A los 47 años, De la Espriella hizo su debut político formal en julio de 2025 al fundar su movimiento, Defensores de la Patria. Desde el comienzo de su campaña, se destacó por su estilo provocador y su fuerte presencia en los medios, organizando actos multitudinarios que capturaron la atención de la opinión pública. Su enfoque comunicacional incluyó el uso frecuente de la camiseta de la selección colombiana y otros símbolos patrios, lo que ayudó a cimentar su imagen como un candidato del cambio.
Durante la campaña, De la Espriella no escatimó en criticar la gestión de Petro, a la que describió como “las horas más oscuras” para Colombia, presentándose a sí mismo como la solución a los problemas que enfrenta el país. Esta narrativa, junto con su promesa de revertir el rumbo del país, le permitió ganar el apoyo de un sector importante del electorado que anhela un cambio profundo en la política nacional.
Antes de su incursión en la política, De la Espriella se destacó como abogado defensor de figuras polémicas, como el empresario venezolano Alex Saab, y David Murcia Guzmán, conocido por su implicación en una de las mayores estafas piramidales en la historia del país. Su carrera profesional, complementada por su emprendimiento en la marca “De la Espriella Style”, que abarca productos de lujo, vino y moda, le ha proporcionado una imagen pública que mezcla el éxito empresarial con un estilo de vida ostentoso, que él mismo ha descrito como “la dolce vita”.

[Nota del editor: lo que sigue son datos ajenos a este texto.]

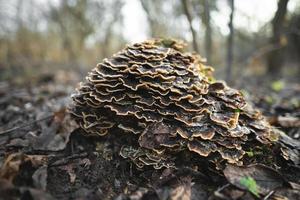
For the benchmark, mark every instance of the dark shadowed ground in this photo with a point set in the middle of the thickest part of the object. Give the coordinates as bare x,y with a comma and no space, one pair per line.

El nuevo presidente electo se identifica claramente con la derecha política y ha manifestado abiertamente su admiración por líderes como Javier Milei y Donald Trump, cuyas ideologías han influido en su discurso y en sus propuestas. Entre sus principales promesas se encuentran el combate a la inseguridad y la corrupción, temas que ha abordado con un enfoque de “mano de hierro” contra el crimen organizado y el narcotráfico.
Además, su plataforma política enfatiza la importancia de la seguridad, el libre mercado y la promoción de valores conservadores. De la Espriella también ha ganado apoyo al adoptar posiciones firmes en cuestiones sociales y culturales, manifestando su rechazo al aborto y a lo que él denomina “ideología de género”. Este enfoque ha resonado con un segmento de la población que busca un liderazgo que refleje sus valores y preocupaciones, lo que ha sido clave para su éxito electoral en este contexto político tan polarizado.